As nurses begin to move through the process and gain a new understanding, Hinkley says stepping back for the big picture is essential. “AMSN wants to build a culture of inquiry, where our nurses can start to question why we do things the way we do, or why I believe the things I believe,” she says. “Is there a different perspective that might shape how I approach a situation, or patient, or problem? Am I intentional in my actions, or am I just doing what I was taught and the way it has always been done? It is all about opening conversations, with yourself and others.”
Gaining competence and new perspectives will transfer into better nursing practice, higher nursing standards, and patient care in very specific ways, she says, including
as individual employees who remain competitive and effective in a changing workforce
as employees of organizations who will be DEI ambassadors to their organizations after completing the certificate program
as members of the largest segment of the healthcare workforce who will increase DEI competence across the healthcare sector
as primary providers of patient care in the nation whocan address the inequities in patient care
Hinkley noted that even with a DEI focus, real-life experiences can be uncomfortable. “I would like to share an example I experienced recently,” she says. “Someone I know came out as non-binary, changed their name (I will call them Storm), and their pronouns.
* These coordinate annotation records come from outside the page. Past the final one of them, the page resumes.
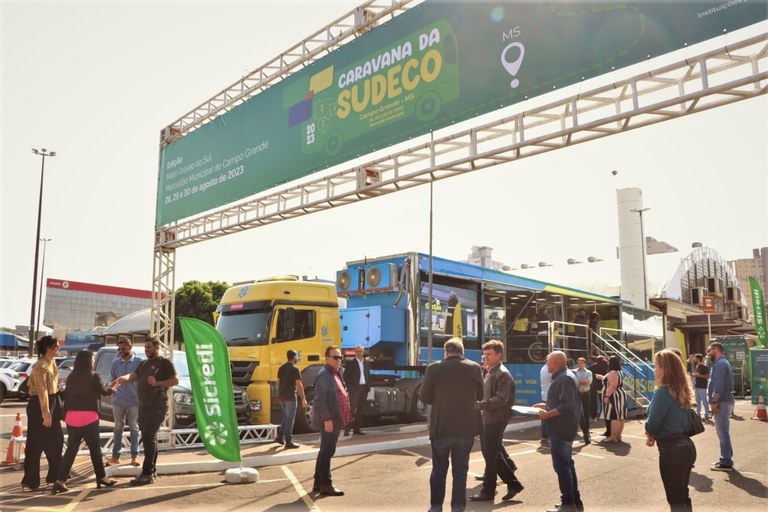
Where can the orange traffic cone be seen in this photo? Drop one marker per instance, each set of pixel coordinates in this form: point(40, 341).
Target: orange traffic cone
point(761, 413)
point(17, 433)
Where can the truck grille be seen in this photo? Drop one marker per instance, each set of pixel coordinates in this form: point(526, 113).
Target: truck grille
point(242, 371)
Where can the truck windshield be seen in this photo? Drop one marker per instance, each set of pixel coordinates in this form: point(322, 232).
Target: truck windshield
point(244, 328)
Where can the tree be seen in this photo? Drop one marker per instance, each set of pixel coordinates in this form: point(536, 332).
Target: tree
point(196, 299)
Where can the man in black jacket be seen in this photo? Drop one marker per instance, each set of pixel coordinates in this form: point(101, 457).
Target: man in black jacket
point(452, 386)
point(357, 376)
point(496, 409)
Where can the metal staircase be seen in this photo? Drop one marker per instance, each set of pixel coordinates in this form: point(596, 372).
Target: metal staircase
point(634, 367)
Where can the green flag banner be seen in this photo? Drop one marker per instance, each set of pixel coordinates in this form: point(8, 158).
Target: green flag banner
point(211, 379)
point(758, 307)
point(439, 63)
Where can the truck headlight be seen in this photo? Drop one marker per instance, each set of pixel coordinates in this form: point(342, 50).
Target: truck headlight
point(183, 398)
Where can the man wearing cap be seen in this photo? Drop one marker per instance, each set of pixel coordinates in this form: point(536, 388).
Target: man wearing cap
point(125, 403)
point(357, 376)
point(154, 376)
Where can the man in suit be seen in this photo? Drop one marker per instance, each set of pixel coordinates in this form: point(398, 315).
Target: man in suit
point(329, 415)
point(452, 386)
point(561, 419)
point(357, 376)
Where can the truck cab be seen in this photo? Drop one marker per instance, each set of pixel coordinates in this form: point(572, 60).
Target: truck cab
point(261, 321)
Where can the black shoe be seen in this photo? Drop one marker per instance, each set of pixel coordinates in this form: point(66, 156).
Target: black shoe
point(568, 507)
point(513, 490)
point(330, 490)
point(483, 496)
point(142, 480)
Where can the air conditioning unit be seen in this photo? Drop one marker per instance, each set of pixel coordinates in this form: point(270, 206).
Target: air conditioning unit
point(381, 277)
point(733, 295)
point(350, 280)
point(713, 286)
point(697, 295)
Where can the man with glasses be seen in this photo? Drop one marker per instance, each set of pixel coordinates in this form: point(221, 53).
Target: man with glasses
point(357, 376)
point(154, 375)
point(329, 415)
point(125, 403)
point(721, 402)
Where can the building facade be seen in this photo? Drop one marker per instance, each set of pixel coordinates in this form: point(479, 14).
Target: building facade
point(756, 267)
point(75, 306)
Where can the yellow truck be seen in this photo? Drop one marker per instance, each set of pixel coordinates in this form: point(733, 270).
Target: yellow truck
point(261, 321)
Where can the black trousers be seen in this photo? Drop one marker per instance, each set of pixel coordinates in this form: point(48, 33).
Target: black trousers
point(497, 461)
point(585, 406)
point(676, 458)
point(358, 396)
point(40, 439)
point(150, 420)
point(89, 433)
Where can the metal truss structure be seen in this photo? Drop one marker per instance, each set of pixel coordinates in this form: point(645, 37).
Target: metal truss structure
point(349, 26)
point(700, 82)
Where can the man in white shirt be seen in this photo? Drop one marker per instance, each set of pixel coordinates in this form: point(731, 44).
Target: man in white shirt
point(357, 377)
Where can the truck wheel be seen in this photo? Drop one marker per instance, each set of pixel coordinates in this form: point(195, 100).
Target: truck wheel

Another friend (I will call Alice) was so distressed she would not be able to remember Storm’s pronouns because we have spent a lifetime of only having binary choices: he/him or she/her. ‘They’ sounds odd and feels odd, and we have a lifetime of using ‘they’ for more than one person. That results in dissonance and is incredibly challenging from a cognitive perspective. Alice is doing her best to be supportive and respectful and was so worried that she was going to forget and say the wrong pronoun. I tried to help Alice understand that if it were an honest mistake, Storm would understand, and they would not be offended. I tried to stress that Storm understands that we are all doing our best to be supportive and, in turn, have new things to learn as a result.”
As Hinkley notes, overnight change isn’t expected, but there are things nurses can do to help themselves move forward. “I think it is important to understand that no one expects perfection, they just expect the same respect and value that everyone else is given. What helped me was practicing. I practice using inclusive pronouns at every opportunity. I also challenge myself not to use binary pronouns, but rather to collectively refer to individuals I do not know as ‘they’ until I learn their preferred pronouns. I am not always successful, and just the other day I said ‘he or she’ when referring to a nurse in an example to a point I was making. I was gently corrected to ‘they’ and the conversation continued. Life-long learning is a hallmark of the nursing profession, and we embrace that in every other area of our lives, so why not this one?”
As nurses’ DEI work grows stronger, Hinkley says it will have a pervasive effect on nurses’ work, patient care, and the workplace in general. “Having the opportunity to improve health for all individuals would be the best possible outcome of this initiative and would bring me personal and professional joy,” says Hinkley. “I also feel very strongly about doing my part to contribute to the work environment for all nurses. I am keenly interested in issues regarding the work environment, and the human cost of caring to nurses and healthcare providers. There are so many wonderful aspects to nursing and being in the caring profession, but we do not all have the same experience at work, and I am excited to be able to improve the work experience for all nurses.”